Hail damage this summer on the Prairie provinces is approaching an all-time high — and with many producers putting livestock on their ruined fields, the risk of nitrate poisoning is also shooting up.
So be sure to do a feed test first, said a beef extension specialist with Alberta Agriculture and Forestry.
“A feed test is much cheaper than losing an animal,” said Andrea Hanson.
Sometimes producers will wait to see if crops recover after hail, but nitrate levels in damaged crops can continue rising. (That doesn’t happen when a crop is swathed).
Many municipal districts and counties have feed probes that can be used for tests and producers who have baled the crop should test from several bales to get a representative sample, said Hanson.
“It only needs to be a large Ziploc bag of feed that gets taken in,” she said.
Nitrates accumulate in plants stressed by drought, hail, or frost. There is a much smaller risk of nitrate poisoning from perennial hay. Alfalfa, for example, stores nitrogen in the nodules, and only pushes it up into the plant when it’s needed. In an annual crop, nitrates can build up over time, depending on growing conditions.
“The big thing that producers need to understand is that a simple feed test can help them manage anything that they may have to deal with, with that feed,” said Hanson.
Feed that contains nitrates can be fed, but nitrate levels need to be managed — the higher the level, the more the feed needs to be diluted.
When ingested, nitrates are converted to nitrites and if levels are too high, the rumen can’t deal with them and they get into the blood system. The result is similar to carbon monoxide poisoning — an increased heart rate, muscle tremors, vomiting, and laboured breathing can all occur. An animal may start to stagger, and the area around its lips and other membranes will be blue from lack of oxygen. The blood of animals who die from nitrate poisoning will often appear chocolate brown.

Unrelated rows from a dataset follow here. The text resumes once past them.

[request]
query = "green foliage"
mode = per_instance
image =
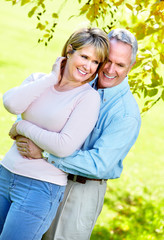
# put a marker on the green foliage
(145, 19)
(135, 215)
(133, 208)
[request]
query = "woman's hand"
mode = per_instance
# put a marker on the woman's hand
(58, 67)
(13, 132)
(27, 148)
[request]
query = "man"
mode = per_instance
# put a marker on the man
(102, 154)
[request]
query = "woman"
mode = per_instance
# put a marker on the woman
(59, 110)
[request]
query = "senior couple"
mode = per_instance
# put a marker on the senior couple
(93, 135)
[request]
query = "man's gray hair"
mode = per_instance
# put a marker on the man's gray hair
(125, 36)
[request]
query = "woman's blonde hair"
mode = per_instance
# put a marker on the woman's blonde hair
(89, 36)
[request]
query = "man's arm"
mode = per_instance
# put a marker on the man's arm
(104, 160)
(27, 148)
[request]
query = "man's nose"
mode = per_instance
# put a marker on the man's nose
(87, 65)
(111, 67)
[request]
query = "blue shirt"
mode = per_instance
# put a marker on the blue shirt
(116, 131)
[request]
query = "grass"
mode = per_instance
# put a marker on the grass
(133, 208)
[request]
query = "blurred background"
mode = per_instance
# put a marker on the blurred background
(133, 208)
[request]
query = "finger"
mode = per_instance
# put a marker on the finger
(21, 145)
(20, 138)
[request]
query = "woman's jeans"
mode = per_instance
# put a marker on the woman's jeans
(27, 206)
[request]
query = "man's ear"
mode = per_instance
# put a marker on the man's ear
(69, 49)
(131, 66)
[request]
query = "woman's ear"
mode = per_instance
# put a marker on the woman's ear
(69, 50)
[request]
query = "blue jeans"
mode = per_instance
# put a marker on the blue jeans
(27, 206)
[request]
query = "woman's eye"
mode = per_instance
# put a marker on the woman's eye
(83, 56)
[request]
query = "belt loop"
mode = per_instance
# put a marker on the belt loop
(74, 178)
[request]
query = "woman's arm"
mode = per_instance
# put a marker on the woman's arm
(17, 99)
(73, 134)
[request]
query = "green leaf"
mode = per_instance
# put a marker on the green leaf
(162, 95)
(55, 15)
(152, 92)
(129, 6)
(23, 2)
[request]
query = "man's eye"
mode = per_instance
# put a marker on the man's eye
(83, 56)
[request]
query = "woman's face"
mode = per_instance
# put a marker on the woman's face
(81, 65)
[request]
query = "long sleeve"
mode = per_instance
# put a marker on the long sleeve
(73, 134)
(104, 160)
(17, 99)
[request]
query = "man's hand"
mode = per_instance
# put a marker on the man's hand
(27, 148)
(13, 132)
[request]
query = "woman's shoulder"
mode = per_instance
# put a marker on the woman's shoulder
(37, 75)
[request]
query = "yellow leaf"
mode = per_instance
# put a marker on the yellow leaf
(23, 2)
(129, 6)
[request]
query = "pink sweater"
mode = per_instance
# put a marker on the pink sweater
(58, 122)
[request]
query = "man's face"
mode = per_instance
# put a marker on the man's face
(118, 66)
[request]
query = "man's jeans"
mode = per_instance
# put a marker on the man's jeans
(27, 206)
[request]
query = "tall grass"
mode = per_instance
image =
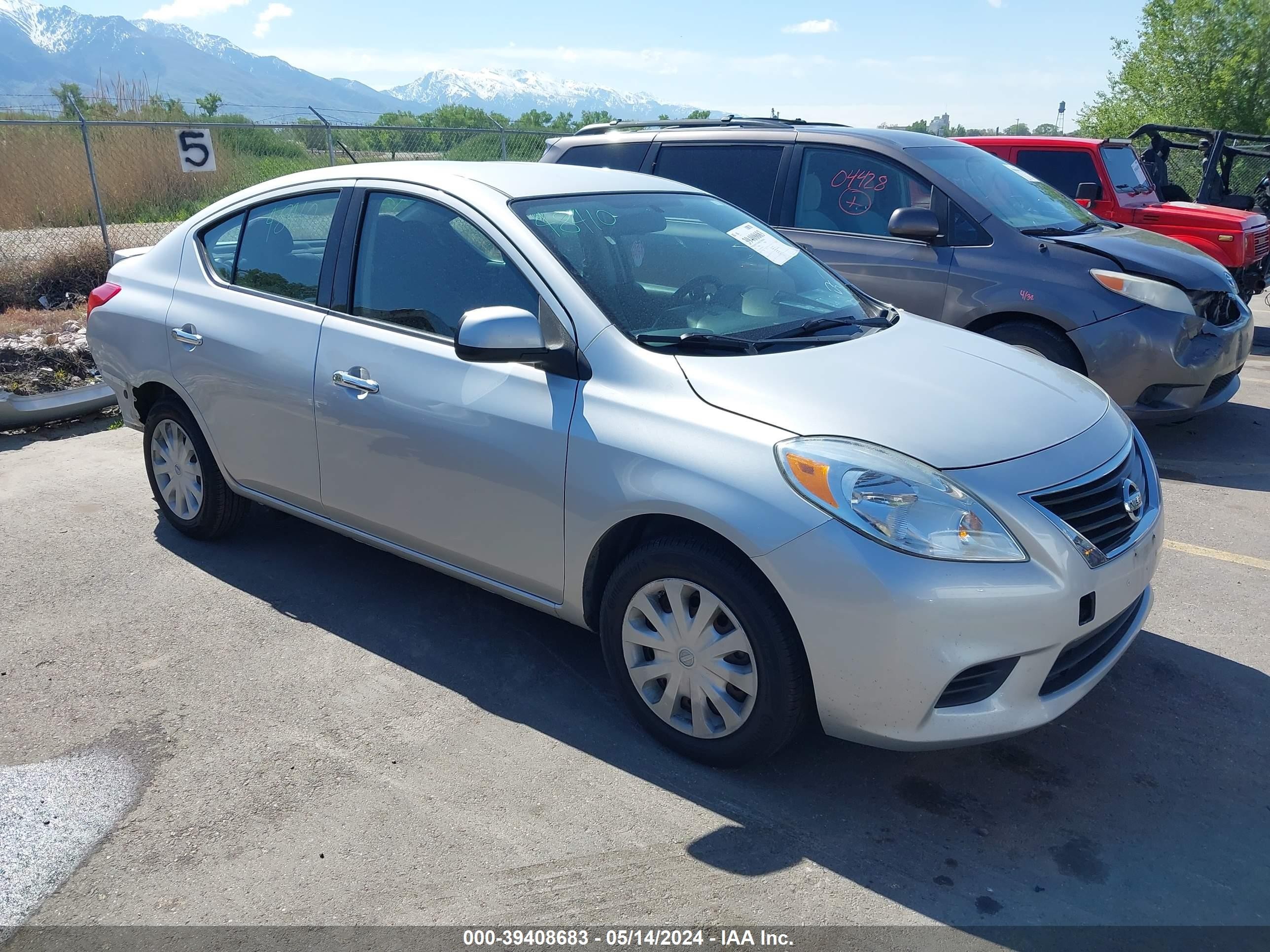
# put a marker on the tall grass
(47, 182)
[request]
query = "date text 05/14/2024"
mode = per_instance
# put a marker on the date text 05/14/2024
(567, 938)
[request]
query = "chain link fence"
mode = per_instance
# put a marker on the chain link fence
(76, 190)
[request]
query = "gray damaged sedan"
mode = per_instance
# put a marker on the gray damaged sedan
(629, 404)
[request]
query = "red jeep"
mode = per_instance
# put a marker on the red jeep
(1106, 178)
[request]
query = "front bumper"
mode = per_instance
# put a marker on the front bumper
(887, 633)
(1161, 366)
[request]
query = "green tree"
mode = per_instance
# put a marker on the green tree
(534, 120)
(1196, 63)
(70, 98)
(210, 104)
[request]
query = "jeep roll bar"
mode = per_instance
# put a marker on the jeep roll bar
(1216, 178)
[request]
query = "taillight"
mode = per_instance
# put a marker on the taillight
(100, 296)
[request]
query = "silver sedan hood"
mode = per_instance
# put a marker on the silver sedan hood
(942, 395)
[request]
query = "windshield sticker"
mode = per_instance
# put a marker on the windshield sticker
(768, 245)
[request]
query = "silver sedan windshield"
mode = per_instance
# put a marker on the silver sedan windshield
(670, 265)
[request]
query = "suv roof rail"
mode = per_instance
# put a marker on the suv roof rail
(727, 121)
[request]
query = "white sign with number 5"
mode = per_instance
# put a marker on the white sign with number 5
(195, 150)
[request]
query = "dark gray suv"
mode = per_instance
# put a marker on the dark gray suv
(949, 232)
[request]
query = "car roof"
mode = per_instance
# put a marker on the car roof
(1035, 141)
(511, 179)
(896, 139)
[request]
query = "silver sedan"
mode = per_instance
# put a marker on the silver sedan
(630, 404)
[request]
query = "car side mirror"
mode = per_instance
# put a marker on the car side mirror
(1088, 192)
(499, 336)
(917, 224)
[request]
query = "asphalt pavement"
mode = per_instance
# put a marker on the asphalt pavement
(287, 728)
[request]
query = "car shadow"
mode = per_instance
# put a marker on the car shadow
(1143, 805)
(1225, 447)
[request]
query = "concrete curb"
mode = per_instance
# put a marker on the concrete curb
(46, 408)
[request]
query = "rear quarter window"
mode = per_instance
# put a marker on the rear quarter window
(1062, 168)
(744, 175)
(628, 157)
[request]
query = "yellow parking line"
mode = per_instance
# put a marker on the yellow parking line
(1217, 554)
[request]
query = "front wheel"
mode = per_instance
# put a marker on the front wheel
(1038, 340)
(187, 484)
(703, 653)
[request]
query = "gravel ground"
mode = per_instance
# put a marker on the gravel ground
(329, 735)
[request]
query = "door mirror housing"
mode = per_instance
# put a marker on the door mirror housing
(499, 336)
(1088, 192)
(920, 224)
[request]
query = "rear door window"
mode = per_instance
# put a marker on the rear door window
(607, 155)
(742, 174)
(1062, 168)
(283, 244)
(854, 192)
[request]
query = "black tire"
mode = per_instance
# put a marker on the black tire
(784, 688)
(1044, 340)
(221, 508)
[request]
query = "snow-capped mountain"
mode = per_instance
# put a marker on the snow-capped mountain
(513, 92)
(43, 46)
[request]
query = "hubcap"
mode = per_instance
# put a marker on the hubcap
(689, 658)
(177, 470)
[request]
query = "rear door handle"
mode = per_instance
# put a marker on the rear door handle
(346, 378)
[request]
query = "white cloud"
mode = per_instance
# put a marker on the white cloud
(191, 9)
(826, 26)
(271, 13)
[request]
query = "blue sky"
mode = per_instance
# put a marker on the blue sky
(986, 63)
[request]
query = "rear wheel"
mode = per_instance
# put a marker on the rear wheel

If an animal dies from nitrate poisoning, other animals should be pulled off the feed immediately.
“If you have just cut the crop, don’t just turn out the cows and walk away. Be vigilant and be watching, and check to see what the animals are looking like,” said Hanson.
A guide on how to properly sample feed is available at foragebeef.ca. It’s also important to find out what kind of nitrate test was used, as limits are different depending on how the nitrate was tested. A conversion chart for feeding nitrate can be found at agriculture.alberta.ca.
This article first appeared in the August 1, 2016 issue of the Alberta Farmer Express.